Oleg Grabar (Source: Institute for Advanced Study, Princeton)

(2) See Book of Gifts and Rarities, Kitab al-Hadaya wa al-Tuhaf, translated and annotated by Ghada al-Hijjawi al-Qaddumi (Cambridge: Harvard Middle Eastern Monographs, 1996).

(3) Hassan Fathy (1900 - 1989) is an Egyptian architect and writer on architecture. He is best known for his work on traditional design and construction methods and materials. His New Gourna Village project (constructed between 1946 and 1953), which is considered his most important project, is representative of his work methodology. The project was documented thoroughly in his book Architecture for the Poor: An Experiment in Rural Egypt (Chicago: University of Chicago Press, 1973 & 2000).

(4) Mohammad Arkoun (1928 - ) is an Algerian philosopher, educator, and writer specializing in the history of Islamic thought. He is Emeritus Professor of the History of Islamic Thought, La Sorbonne (Paris III). He has written extensively on contemporary issues of Islam and modernity in French, English, and Arabic. His most recent books includeThe Unthought in Contemporary Islamic Thought (London: IB Tauris & Saqi, 2002; & New York: Palgrave Macmillan, 2002), L'Immigration: Défis et Richesses (Paris: Bayard Press, 1998), and Rethinking Islam: Common Questions, Uncommon Answers (Boulder, Colorado: Westview Press, 1994).

(5) 'Abd al-Hamid Sabra is an Egyptian scholar and Emeritus professor of the history of Arabic science at Harvard University. He is the recipient of the 1987 Kuwait prize in the field of Islamic studies. His focus is on Arabic-Islamic science and philosophy, particularly the study of aspects of Arabic science in the context of Islamic civilization. He has published on subjects including Arabic astronomy and logic, theories of light and vision from the eleventh to seventeenth centuries, and the cultural contexts of Arabic-Islamic science. Among his many publications is The Optics of Ibn al-Haytham (London: Warburg Institute, 1989), a multi-volume edition and translation of the seven books of Ibn al-Haytham's eleventh-century Optics.

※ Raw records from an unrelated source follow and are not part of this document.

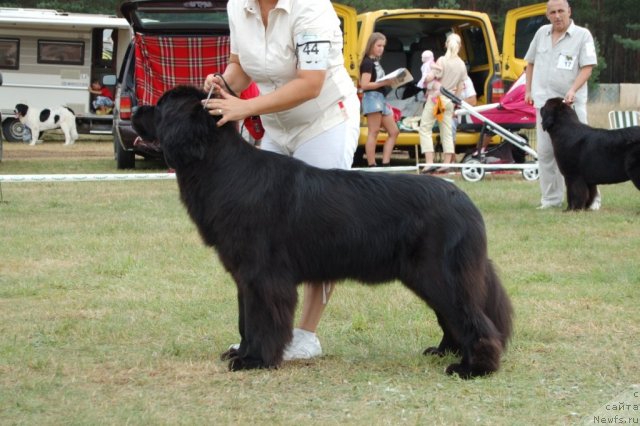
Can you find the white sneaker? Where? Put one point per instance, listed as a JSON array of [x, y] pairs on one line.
[[597, 202], [549, 206], [303, 345]]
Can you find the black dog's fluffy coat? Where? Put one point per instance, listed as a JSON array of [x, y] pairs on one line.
[[277, 222], [587, 156]]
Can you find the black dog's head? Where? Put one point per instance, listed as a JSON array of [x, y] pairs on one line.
[[179, 123], [555, 110], [21, 110]]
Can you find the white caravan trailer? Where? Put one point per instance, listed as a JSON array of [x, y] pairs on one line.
[[49, 58]]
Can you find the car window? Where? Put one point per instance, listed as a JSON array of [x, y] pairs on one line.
[[177, 16]]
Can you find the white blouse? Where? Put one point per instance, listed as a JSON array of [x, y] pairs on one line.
[[301, 34]]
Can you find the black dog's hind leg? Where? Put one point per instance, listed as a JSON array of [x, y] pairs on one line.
[[448, 344], [577, 193], [593, 193], [459, 296], [268, 310], [234, 352]]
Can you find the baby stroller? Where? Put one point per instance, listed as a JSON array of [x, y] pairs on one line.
[[511, 115]]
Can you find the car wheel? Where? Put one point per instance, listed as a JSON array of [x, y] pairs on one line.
[[124, 159], [470, 172], [532, 173], [13, 130]]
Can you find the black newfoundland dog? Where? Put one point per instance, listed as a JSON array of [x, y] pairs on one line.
[[587, 156], [277, 222]]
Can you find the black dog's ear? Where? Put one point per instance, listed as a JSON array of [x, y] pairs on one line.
[[143, 122], [549, 111], [547, 118]]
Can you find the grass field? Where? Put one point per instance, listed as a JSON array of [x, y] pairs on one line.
[[113, 312]]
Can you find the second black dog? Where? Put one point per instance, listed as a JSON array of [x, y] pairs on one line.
[[277, 222], [587, 156]]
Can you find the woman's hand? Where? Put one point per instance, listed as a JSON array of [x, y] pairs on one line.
[[215, 81], [228, 107]]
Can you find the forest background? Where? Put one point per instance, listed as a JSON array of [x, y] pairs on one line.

(6) In spite of Grabar's skepticism regarding the usefulness of linguistics for the study of art, it should be mentioned that he has provided highly lucid explanations of how structural systems from linguistics may be applied to works of architecture. See Oleg Grabar, "Symbols and Signs in Islamic Architecture," in Architecture and Community: Building in the Islamic World Today, edited by Renata Holod and Darl Rastorfer (New York: Aperture, 1983), pp. 25 - 32. The article may be downloaded from http://archnet.org/library/documents/one-document.tcl?document_id=6130.

(7) In this context, it may be useful to examine a discussion of figural representation that Rumi presents in his Mathnawi poem:

And if you say that evils too are from Him, [that is true], but how is it a defect in His grace?
[His] bestowing this evil is even His perfection: I will tell you a parable [in illustration], O respected one.
A painter made two kinds of pictures - beautiful pictures and pictures devoid of beauty.
He painted Joseph and fair-formed houris, he painted ugly afreets and devils.
Both kinds of pictures are [evidence of] his mastery: those [ugly ones] are not [evidence of] his ugliness; they are [evidence of] his bounty.
He makes the ugly of extreme ugliness - it is invested with all [possible ugliness] -
In order that the perfection of his skill may be displayed, [and that] the denier of his mastery may be put to shame.
And if he cannot make the ugly, he is deficient [in skill]: hence He [God] is the Creator of [both] the infidel and the sincere [faithful].
From this point of view, then, [both] infidelity and faith are bearing witness to Him: both are bowing down in worship before His Lordliness.

(Source: Reynold A. Nicholson, trans., The Mathnawi of Jelaluddin Rumi, II (Cambridge, England: E.J.W. Gibb Memorial Trust, 1926), p. 352. Quoted in Richard Ettinghausen and Oleg Grabar, The Art and Architecture of Islam: 650 -1250 (Harmondworth: Penguin Books, 1987), p. 330.)